The pay gap is everywhere, and it’s high.
It’s a commonly held belief that the national gender pay gap is largely driven by gender-based variation in career choices, and that more high profile discrepancies in the world of media and sport are due to institutionally entrenched biases that are soon to be left behind us. However, based on 20,000+ data points from ex-consultants and those in similar professions, the gender pay gap pervades even professional service industries.
What is particularly galling is that the differences are stark even at the most junior levels – this is not a legacy issue reflected by fewer women higher up in organisations, but instead suggests that a deeper unconscious bias is affecting pay decisions across the board.

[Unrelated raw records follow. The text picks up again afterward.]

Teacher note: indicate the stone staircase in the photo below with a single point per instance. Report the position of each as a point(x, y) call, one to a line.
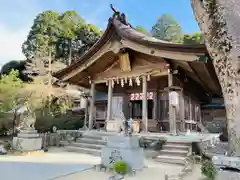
point(174, 153)
point(87, 144)
point(92, 143)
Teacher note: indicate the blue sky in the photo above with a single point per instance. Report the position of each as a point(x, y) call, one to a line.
point(16, 17)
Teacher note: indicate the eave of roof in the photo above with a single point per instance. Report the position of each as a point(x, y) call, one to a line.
point(126, 32)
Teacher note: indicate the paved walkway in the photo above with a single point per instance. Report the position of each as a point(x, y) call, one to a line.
point(60, 165)
point(153, 172)
point(44, 167)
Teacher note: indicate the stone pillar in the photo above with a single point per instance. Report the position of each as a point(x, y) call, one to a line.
point(155, 105)
point(92, 106)
point(172, 116)
point(191, 115)
point(144, 104)
point(109, 105)
point(181, 111)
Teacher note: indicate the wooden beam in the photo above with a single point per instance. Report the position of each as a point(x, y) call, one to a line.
point(161, 53)
point(192, 86)
point(106, 48)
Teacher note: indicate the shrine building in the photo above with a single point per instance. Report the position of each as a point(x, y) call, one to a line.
point(157, 83)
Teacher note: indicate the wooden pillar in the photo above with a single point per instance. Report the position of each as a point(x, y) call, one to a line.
point(191, 115)
point(109, 105)
point(144, 104)
point(92, 106)
point(181, 111)
point(155, 105)
point(172, 116)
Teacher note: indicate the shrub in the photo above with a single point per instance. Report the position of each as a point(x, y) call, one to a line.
point(208, 169)
point(120, 167)
point(7, 146)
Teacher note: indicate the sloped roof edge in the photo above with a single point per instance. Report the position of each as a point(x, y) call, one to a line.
point(129, 33)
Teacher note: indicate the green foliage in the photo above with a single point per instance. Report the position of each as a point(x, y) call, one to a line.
point(43, 35)
point(7, 146)
point(62, 121)
point(143, 30)
point(64, 35)
point(19, 66)
point(208, 169)
point(167, 28)
point(195, 38)
point(121, 167)
point(10, 87)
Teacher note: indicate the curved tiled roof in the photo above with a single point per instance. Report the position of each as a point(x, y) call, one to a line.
point(129, 33)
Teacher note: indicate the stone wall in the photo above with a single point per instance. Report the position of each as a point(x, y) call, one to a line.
point(214, 119)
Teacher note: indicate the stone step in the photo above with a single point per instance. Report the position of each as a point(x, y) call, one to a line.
point(87, 145)
point(176, 143)
point(174, 152)
point(171, 159)
point(95, 152)
point(169, 146)
point(91, 141)
point(92, 136)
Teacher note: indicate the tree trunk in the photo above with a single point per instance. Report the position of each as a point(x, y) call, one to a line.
point(219, 21)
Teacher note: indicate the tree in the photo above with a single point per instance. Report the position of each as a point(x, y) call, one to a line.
point(10, 97)
point(167, 28)
point(219, 22)
point(70, 22)
point(195, 38)
point(19, 66)
point(60, 36)
point(10, 86)
point(143, 30)
point(43, 35)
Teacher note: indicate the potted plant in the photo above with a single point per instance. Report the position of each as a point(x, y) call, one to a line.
point(121, 167)
point(208, 169)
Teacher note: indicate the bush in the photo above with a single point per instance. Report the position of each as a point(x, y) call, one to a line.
point(208, 169)
point(7, 146)
point(120, 167)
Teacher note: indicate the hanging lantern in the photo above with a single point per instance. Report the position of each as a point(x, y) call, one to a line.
point(89, 80)
point(138, 82)
point(148, 77)
point(130, 82)
point(112, 83)
point(122, 82)
point(125, 79)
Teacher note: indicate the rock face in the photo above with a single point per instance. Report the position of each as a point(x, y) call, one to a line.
point(219, 20)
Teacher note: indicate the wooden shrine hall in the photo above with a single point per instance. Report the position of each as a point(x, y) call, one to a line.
point(158, 84)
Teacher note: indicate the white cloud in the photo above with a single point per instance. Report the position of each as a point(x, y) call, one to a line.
point(10, 43)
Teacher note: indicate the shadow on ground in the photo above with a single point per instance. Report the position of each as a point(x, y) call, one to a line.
point(38, 171)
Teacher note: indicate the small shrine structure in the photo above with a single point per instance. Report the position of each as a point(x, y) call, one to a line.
point(159, 83)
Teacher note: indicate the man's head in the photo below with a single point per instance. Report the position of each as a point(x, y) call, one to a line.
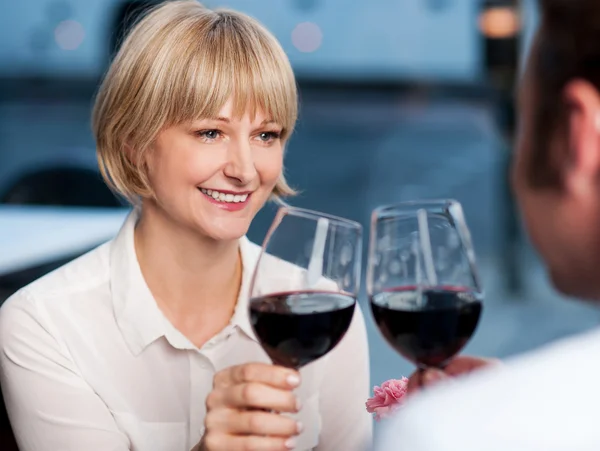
point(557, 170)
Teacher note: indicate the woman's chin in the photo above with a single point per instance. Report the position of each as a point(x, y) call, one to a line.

- The difference is marked for bonus percentages, pay raises and total compensation packages, and is present in varying degrees across all seniorities, from those in the first few years of their career through to those at Director level.
- At the extreme, men at associate level (approx 4 years into their career) receive bonuses nearly 2.5 times the size of those received by women at the same level and have total compensation packages around a third higher than their female counterparts.
- Male analysts receive pay raises that are 19% higher than female analysts.
- Across all seniorities (from Analyst to Director/VP), men earn on average 20% more than women
In fact, at senior levels, since 2018 the gap appears to have widened. Women are paid between 12-20% less. Their pay rises are also smaller.